Dazu ist zu sagen, grobes Fehlverhalten (Schwarze Schafe) treten in minimalen Prozentanteilen auf (was diese Fehlverhalten beinhalten und die Vermeidung wird später in diesem Bericht erläutert).
Der teilweise schlechte Ruf wird wie bei vielen anderen Natursportarten in den Printmedien, Videos und in der Kommerziellen Werbung erzeugt und entspricht vielfach nicht der Realität.

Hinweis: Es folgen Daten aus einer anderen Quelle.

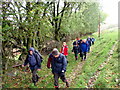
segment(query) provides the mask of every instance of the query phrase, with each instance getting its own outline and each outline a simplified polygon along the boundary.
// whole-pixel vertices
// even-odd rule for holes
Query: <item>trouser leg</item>
[[[75,52],[75,59],[77,60],[78,59],[78,53]]]
[[[32,82],[36,84],[38,81],[37,69],[32,70]]]
[[[59,75],[57,73],[53,73],[54,74],[54,85],[55,88],[58,87],[58,79],[59,79]]]
[[[67,63],[68,63],[68,59],[67,59],[67,56],[65,56],[66,57],[66,60],[67,60]]]
[[[84,60],[86,59],[86,54],[87,54],[87,53],[86,53],[86,52],[84,52]]]
[[[69,83],[65,77],[65,73],[60,73],[60,79],[66,83],[66,86],[69,87]]]

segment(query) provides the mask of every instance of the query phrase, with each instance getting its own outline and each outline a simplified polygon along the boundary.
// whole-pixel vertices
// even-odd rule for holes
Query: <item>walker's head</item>
[[[54,49],[53,49],[53,51],[52,51],[52,55],[53,55],[54,57],[59,57],[60,52],[58,51],[57,48],[54,48]]]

4.	Signalwirkung, die von der Sportart auf das Umweltverhalten der Menschen allgemein ausgehen.
Hier stellen sich folgende Fragen:
a.	Gibt es im Alltagsleben ein verändertes Umweltverhalten?
b.	Gibt es Signalwirkung auf nicht direkt am Sport beteiligten Personen/ Gruppierungen?

Aufgrund der Tatsache, dass das Radfahren in unserer Bevölkerung eine breite Akzepttanz genießt und das es sich beim radeln um einen Massensport handelt, hat sich das Mountainbiken zu einem Breitensport etabliert. Sportarten mit einer schlechteren Ökobilanz wurden zum Teil verdrängt. Die Tourismusbranche stellt sich zunehmend auf diese Art der Freizeitbeschäftigung ein.

5.	Umweltbelastungen, die bei der Herstellung, dem Transport und der Entsorgung des Sportgerätes entstehen.
Hier stellen sich folgende Fragen:
a.	Wie ist der Energieeinsatz bei der Herstellung und dem Transport des Sportgerätes?
b.	Wie ist die Hatlbarkeit?
c.	Welche möglicherweise giftigen Reststoffe bleiben bei der Entsorgung über oder treten auf?

Umweltbelastungen, die bei der Herstellung und dem Transport entstehen sind vegleichsweise nicht höher als bei anderen Natursportarten (Ski, Kanu, Alpinausrüstung) Die Nutzungsdauer dürfte im Schnitt ca. 10 Jahre betragen.

So, nun genug mit der trockenen Theorie. Wie sieht die Praxis und die rechtliche Grundlage aus bzw. was können wir Mountainbiker tun um die Akzepttanz zu erhöhen und Konflikte zu vermeiden.

Zuerst möchte ich auf die rechtlichen Grundlagen eingehen.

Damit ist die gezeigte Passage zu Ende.